So I'm probably better known for my costume jewelry line, Bombalurina. It's a fun, vibrant, and fabulous romp through design history, but it's not where I started and it's not all I do.
Beadweaving was my first introduction to jewelry, and my first love.
I spent the better part of a year doing nothing but beadweaving - learning and mastering the major stitches, making huge meandering freeform items, losing myself in the cheerful and eccentric color palettes of seed beads. I still love that kind of work.
Only I don't wear that kind of work.
I have infinite appreciation for intensive elaborate beadwork, and I've made my share of outsized collar necklaces. Even won at the Minnesota State fair - second place - not bad for a relative neophyte up against the likes of various people who have written many a book on how to bead. (Minnesota has a freakish claim to many of the major artists in the bead world - Nancy Eha, Diane Fitzgerald, Bonnie Voelker, need I go on?)

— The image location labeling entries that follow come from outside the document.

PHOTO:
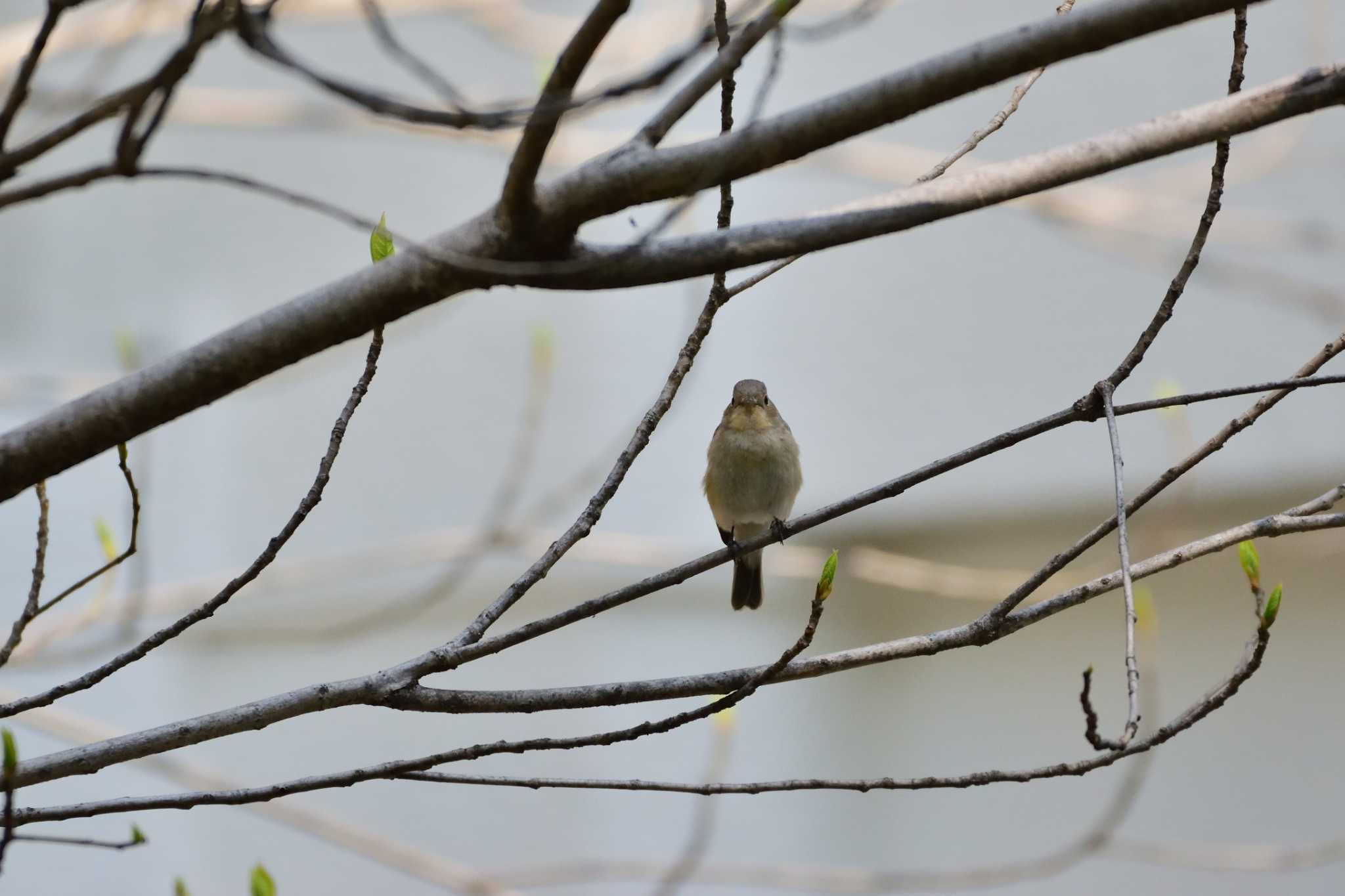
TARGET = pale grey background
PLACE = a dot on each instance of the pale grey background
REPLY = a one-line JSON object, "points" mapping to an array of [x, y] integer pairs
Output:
{"points": [[883, 356]]}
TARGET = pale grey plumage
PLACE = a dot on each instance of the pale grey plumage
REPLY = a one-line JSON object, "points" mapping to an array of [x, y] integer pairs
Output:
{"points": [[752, 476]]}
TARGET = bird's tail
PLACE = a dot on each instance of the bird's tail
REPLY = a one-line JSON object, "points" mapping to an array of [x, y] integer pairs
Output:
{"points": [[747, 582]]}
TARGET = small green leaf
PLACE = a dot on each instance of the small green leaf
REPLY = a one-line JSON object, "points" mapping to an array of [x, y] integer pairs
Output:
{"points": [[829, 574], [1273, 606], [544, 347], [11, 753], [261, 882], [542, 69], [105, 539], [381, 241], [1251, 562], [128, 352], [1146, 617]]}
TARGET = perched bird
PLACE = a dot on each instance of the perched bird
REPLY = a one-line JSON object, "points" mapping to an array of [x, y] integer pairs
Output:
{"points": [[751, 479]]}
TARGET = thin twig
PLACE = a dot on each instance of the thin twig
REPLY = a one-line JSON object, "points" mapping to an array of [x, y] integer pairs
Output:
{"points": [[998, 120], [252, 30], [1169, 476], [82, 842], [731, 54], [19, 89], [996, 123], [1212, 700], [131, 545], [1124, 548], [451, 96], [591, 513], [703, 824], [517, 195], [1207, 219], [7, 784], [206, 610], [463, 754], [395, 687], [39, 565], [626, 692]]}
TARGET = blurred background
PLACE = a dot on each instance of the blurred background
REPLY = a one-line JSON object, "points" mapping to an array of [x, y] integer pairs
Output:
{"points": [[494, 416]]}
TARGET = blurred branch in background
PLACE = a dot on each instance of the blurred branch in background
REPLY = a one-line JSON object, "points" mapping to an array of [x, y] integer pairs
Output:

But I don't wear this type of jewelry.
I don't know what exactly motivated me to start weaving with small, expensive, little bits of metal on silk, and I strongly doubt that this was something no one else had thought to do, but if they have I don't know about it. Maybe it was the realization that my 2mm crimps are about the size of a delica bead. Maybe it was fretting over the fact that those plated delicas are going to rub free of plating if you wear those pieces every day (not that you would, but what if you could?)
My goal with Ensō is to create something modernist, minimal, elegant and more upscale, in complete contrast to my enjoyment of inexpensive and vintage materials as expressed in my costume line. Something modernist, minimal,timelessly chic, something I would wear without irony, to my best outings or my serious dinners.
This is jewelry I wear.
I never could reconcile the latent modernist in me with the junkhound. So I'm not going to try. This line has a wonderful specificity to it and I'm proud to put my name on it. This is my art.